A summary of the row-selection methods:

dplyr Polars selects
slice_sample(n = k) sample(n=k) k random rows
slice_sample(prop = p) sample(fraction=p) fraction p of rows
slice_max(col, n = k) top_k(k, by='col') k rows with largest values
slice_min(col, n = k) bottom_k(k, by='col') k rows with smallest values

2.10 Summary

Polars covers the same core data manipulation tasks as dplyr and tidyr — filtering rows, selecting columns, creating variables, aggregating by group, sorting, joining, binding, reshaping, handling missing values, and working with strings and dates. The main shift is syntactic and conceptual: tidyverse pipelines pass data through standalone verbs, while Polars pipelines chain methods and expressions from the DataFrame itself.

The most important pattern is the expression API. Column operations are written with pl.col(), combined into expressions, and evaluated inside contexts such as .select(), .with_columns(), .filter(), and .agg(). This makes transformations explicit, composable, and optimizable by Polars.

Compared with dplyr, Polars is stricter about types, grouping, and schemas. It does not silently coerce columns, grouping is local to each operation rather than sticky, and concatenation requires compatible schemas unless you explicitly choose a relaxed strategy. This extra explicitness can feel verbose at first, but it makes large data pipelines easier to reason about and less prone to hidden state or accidental coercion.

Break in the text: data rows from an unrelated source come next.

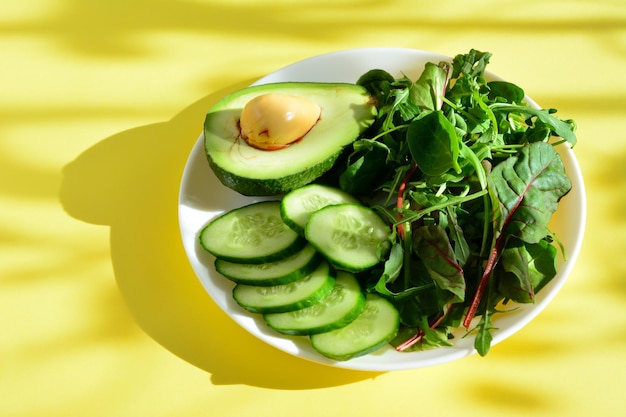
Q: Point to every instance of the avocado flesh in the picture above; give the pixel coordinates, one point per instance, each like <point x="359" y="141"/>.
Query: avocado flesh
<point x="347" y="110"/>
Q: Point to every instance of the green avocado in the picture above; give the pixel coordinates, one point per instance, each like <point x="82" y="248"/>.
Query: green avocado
<point x="346" y="111"/>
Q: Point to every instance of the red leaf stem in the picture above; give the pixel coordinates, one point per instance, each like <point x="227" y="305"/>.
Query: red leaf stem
<point x="480" y="290"/>
<point x="420" y="334"/>
<point x="400" y="199"/>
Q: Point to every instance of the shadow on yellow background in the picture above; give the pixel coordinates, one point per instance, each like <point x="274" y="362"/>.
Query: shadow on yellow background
<point x="130" y="182"/>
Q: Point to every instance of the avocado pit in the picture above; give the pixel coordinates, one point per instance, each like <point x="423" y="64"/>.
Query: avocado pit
<point x="274" y="121"/>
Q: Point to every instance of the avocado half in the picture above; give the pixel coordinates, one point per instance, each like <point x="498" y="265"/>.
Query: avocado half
<point x="347" y="110"/>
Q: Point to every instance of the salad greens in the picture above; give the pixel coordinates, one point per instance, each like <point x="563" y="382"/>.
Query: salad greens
<point x="470" y="179"/>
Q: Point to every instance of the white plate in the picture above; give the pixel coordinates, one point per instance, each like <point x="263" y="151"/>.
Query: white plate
<point x="203" y="197"/>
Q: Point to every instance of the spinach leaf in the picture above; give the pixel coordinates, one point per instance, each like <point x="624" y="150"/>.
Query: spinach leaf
<point x="434" y="144"/>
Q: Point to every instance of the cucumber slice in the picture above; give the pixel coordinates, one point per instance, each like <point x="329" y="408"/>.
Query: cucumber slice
<point x="284" y="271"/>
<point x="340" y="307"/>
<point x="288" y="297"/>
<point x="351" y="236"/>
<point x="251" y="234"/>
<point x="298" y="205"/>
<point x="373" y="329"/>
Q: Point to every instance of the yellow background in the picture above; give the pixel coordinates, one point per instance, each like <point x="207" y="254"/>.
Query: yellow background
<point x="100" y="104"/>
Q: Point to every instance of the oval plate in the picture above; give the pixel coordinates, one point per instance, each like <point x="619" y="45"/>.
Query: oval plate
<point x="202" y="197"/>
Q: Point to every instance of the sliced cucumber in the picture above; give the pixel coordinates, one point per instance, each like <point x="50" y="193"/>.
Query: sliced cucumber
<point x="340" y="307"/>
<point x="279" y="272"/>
<point x="373" y="329"/>
<point x="351" y="236"/>
<point x="251" y="234"/>
<point x="298" y="205"/>
<point x="288" y="297"/>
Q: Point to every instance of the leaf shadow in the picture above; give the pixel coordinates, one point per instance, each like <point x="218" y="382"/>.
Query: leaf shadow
<point x="129" y="182"/>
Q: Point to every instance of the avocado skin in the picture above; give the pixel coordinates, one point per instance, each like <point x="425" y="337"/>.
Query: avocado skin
<point x="251" y="187"/>
<point x="299" y="164"/>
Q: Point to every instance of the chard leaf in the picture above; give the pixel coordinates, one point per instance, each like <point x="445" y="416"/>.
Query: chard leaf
<point x="433" y="246"/>
<point x="528" y="188"/>
<point x="434" y="144"/>
<point x="526" y="269"/>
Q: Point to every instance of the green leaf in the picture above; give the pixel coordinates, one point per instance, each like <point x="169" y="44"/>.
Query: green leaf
<point x="367" y="168"/>
<point x="482" y="342"/>
<point x="526" y="268"/>
<point x="503" y="91"/>
<point x="434" y="144"/>
<point x="563" y="128"/>
<point x="392" y="268"/>
<point x="528" y="188"/>
<point x="433" y="246"/>
<point x="428" y="91"/>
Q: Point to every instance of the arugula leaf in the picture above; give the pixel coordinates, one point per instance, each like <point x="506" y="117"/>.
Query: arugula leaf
<point x="563" y="128"/>
<point x="432" y="245"/>
<point x="529" y="187"/>
<point x="472" y="222"/>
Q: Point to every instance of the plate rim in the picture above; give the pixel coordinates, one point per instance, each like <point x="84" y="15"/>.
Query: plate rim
<point x="293" y="345"/>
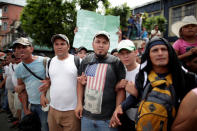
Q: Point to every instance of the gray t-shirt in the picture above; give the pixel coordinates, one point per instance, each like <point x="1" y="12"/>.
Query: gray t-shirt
<point x="102" y="77"/>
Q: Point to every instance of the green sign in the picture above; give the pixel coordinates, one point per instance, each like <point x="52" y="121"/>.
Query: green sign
<point x="89" y="23"/>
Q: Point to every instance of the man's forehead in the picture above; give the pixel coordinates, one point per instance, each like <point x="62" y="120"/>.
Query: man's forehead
<point x="102" y="37"/>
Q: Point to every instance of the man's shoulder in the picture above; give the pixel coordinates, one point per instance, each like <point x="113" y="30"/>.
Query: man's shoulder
<point x="89" y="58"/>
<point x="112" y="59"/>
<point x="19" y="68"/>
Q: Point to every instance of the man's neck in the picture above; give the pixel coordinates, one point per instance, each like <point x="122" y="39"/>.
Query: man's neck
<point x="30" y="59"/>
<point x="132" y="67"/>
<point x="160" y="70"/>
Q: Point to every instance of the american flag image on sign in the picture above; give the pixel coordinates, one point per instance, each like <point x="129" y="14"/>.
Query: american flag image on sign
<point x="96" y="75"/>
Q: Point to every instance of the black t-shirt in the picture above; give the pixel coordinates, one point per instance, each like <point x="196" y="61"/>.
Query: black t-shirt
<point x="102" y="77"/>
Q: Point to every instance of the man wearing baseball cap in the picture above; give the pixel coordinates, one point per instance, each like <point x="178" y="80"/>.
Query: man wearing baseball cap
<point x="27" y="81"/>
<point x="99" y="74"/>
<point x="127" y="53"/>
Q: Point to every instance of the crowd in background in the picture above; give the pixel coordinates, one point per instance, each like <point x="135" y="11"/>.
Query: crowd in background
<point x="14" y="80"/>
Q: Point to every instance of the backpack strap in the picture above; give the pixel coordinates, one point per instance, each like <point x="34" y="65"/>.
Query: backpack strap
<point x="48" y="65"/>
<point x="32" y="72"/>
<point x="45" y="62"/>
<point x="77" y="61"/>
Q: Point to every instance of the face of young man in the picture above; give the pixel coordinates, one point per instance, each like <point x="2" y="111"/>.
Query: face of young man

For tidyverse users, the practical translation is straightforward: filter() maps to .filter(), select() to .select(), mutate() to .with_columns(), summarise() with group_by() to .group_by().agg(), arrange() to .sort(), joins to .join(), pivots to .pivot() and .unpivot(), stringr to .str, and lubridate to .dt. Once these mappings are familiar, Polars code reads as a compact, method-chained version of the same data analysis grammar.